Following the marital dissolution process in Texas, you may feel relieved to move on with your life. However, you and your ex-spouse may experience various life changes that will cause you to revisit your divorce decree. In such situations, you can pursue decree modifications in a Texas family law court.

As an example, perhaps you are making child support payments to your ex-spouse but end up losing your job. Because the loss of your job is deemed a substantial change, you can request that the court modify this aspect of your divorce decree. However, if your job loss is only temporary, the court likely will not reduce your child support obligations.

Modifications are also possible for addressing child custody situations. Substantial changes that may spark the need for child custody modifications include having to relocate, domestic violence and substance abuse. Also, if a parent experiences a decline in his or her health, or if a parent faces trouble in the criminal justice system, custody modifications may be needed.

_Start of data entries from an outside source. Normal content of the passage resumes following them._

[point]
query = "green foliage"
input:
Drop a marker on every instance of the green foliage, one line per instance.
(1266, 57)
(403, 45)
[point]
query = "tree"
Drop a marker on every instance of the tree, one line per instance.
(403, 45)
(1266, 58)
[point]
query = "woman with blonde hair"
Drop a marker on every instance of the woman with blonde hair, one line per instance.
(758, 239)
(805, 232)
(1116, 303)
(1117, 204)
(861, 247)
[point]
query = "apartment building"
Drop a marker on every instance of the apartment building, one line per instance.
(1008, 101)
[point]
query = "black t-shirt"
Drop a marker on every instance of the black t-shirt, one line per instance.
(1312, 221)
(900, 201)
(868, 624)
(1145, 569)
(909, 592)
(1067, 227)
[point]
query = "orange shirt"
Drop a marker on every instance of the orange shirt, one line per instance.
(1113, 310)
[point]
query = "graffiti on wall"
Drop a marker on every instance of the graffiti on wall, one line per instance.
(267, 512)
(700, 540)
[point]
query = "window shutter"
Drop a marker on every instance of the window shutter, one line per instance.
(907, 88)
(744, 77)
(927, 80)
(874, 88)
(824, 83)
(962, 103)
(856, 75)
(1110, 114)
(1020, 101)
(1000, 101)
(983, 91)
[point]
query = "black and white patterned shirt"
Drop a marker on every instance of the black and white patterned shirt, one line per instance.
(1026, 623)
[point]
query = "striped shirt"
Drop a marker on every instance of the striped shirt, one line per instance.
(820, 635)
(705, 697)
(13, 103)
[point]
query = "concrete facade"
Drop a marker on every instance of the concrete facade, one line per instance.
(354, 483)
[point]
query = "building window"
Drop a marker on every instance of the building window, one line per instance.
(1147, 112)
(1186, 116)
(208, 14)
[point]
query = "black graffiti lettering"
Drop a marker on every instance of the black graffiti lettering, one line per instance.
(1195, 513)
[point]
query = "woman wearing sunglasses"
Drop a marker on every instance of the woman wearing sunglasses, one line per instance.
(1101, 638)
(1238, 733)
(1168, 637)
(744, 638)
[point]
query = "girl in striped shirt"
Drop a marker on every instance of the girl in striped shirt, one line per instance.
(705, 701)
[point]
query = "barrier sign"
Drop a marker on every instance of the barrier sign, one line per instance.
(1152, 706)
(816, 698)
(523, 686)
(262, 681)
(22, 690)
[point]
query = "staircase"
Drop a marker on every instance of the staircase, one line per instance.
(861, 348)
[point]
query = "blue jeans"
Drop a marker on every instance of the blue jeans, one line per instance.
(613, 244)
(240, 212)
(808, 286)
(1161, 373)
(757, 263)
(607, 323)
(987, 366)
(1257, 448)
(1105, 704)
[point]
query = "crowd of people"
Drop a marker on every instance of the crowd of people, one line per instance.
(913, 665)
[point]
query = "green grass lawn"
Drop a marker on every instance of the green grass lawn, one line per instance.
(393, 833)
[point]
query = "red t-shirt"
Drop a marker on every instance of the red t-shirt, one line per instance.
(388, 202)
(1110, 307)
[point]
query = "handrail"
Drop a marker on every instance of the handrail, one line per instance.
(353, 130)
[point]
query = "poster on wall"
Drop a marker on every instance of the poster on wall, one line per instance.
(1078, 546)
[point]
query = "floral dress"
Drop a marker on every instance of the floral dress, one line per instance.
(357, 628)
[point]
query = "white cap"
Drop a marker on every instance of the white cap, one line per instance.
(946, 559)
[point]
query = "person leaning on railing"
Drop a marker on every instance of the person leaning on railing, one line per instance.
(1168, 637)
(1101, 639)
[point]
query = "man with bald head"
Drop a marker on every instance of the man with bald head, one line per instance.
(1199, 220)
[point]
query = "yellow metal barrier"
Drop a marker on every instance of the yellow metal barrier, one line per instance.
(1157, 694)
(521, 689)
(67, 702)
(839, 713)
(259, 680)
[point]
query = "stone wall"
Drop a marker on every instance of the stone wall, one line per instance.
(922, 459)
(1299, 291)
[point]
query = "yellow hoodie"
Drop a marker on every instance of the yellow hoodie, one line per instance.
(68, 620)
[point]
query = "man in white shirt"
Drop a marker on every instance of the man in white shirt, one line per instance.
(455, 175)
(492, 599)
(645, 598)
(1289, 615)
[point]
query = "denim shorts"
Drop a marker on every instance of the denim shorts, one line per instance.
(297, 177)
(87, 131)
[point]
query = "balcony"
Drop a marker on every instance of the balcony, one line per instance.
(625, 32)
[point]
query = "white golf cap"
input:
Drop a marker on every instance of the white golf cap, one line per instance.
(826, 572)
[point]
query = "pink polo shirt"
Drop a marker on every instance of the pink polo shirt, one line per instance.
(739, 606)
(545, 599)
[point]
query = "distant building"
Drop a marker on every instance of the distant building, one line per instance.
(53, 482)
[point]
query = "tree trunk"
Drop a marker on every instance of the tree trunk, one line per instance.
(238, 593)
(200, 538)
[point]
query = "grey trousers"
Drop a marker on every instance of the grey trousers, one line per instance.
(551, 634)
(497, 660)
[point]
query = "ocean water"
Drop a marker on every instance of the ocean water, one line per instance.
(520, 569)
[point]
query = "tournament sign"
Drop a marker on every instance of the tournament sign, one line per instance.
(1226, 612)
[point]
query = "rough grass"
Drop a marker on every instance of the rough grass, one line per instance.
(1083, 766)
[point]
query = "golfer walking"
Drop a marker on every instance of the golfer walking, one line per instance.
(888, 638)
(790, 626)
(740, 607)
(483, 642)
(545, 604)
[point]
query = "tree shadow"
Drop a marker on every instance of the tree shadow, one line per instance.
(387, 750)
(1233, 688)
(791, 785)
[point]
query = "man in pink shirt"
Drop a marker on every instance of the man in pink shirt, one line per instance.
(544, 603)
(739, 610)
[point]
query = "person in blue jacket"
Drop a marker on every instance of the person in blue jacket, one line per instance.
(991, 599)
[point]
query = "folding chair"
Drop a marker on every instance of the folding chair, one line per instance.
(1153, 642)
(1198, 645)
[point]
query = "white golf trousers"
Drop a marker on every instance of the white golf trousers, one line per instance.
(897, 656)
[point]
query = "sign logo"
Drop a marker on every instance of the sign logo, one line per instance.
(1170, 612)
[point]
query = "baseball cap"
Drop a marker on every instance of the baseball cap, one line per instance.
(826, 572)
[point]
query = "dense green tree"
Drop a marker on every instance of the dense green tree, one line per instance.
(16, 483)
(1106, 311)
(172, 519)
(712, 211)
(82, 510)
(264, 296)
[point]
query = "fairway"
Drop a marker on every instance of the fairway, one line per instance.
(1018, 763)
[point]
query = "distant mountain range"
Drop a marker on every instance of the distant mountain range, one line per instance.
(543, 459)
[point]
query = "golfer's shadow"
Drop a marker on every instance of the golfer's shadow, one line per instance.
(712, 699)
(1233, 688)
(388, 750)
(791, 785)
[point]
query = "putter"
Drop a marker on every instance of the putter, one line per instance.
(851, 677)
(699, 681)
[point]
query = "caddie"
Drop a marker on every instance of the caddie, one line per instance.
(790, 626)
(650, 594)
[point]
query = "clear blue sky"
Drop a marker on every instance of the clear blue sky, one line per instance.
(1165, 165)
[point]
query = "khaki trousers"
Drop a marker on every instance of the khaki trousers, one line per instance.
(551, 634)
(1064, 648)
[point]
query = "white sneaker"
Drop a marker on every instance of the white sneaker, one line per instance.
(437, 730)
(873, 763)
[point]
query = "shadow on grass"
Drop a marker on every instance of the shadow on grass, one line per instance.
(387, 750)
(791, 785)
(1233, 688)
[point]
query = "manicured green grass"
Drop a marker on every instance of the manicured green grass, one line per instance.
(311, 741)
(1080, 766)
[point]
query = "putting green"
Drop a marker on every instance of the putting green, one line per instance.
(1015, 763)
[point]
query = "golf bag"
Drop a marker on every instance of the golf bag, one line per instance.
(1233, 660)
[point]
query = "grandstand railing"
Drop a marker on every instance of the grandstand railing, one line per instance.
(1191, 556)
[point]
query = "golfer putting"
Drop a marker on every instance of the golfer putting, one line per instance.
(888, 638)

You may be tempted to make informal divorce decree modifications on your own with the other party. However, this is risky, as your ex-spouse may suddenly decide to ignore your informal modifications and return to what is stipulated in your original decree. That means if you stopped making child support payments as part of your informal agreement, your ex may demand that you pay all of your arrearages in full. Instead, it may behoove you to consult an attorney in Texas when embarking on the modification process. Your attorney can help you to obtain the court approval you need to make your modifications official and thus protect your best interests.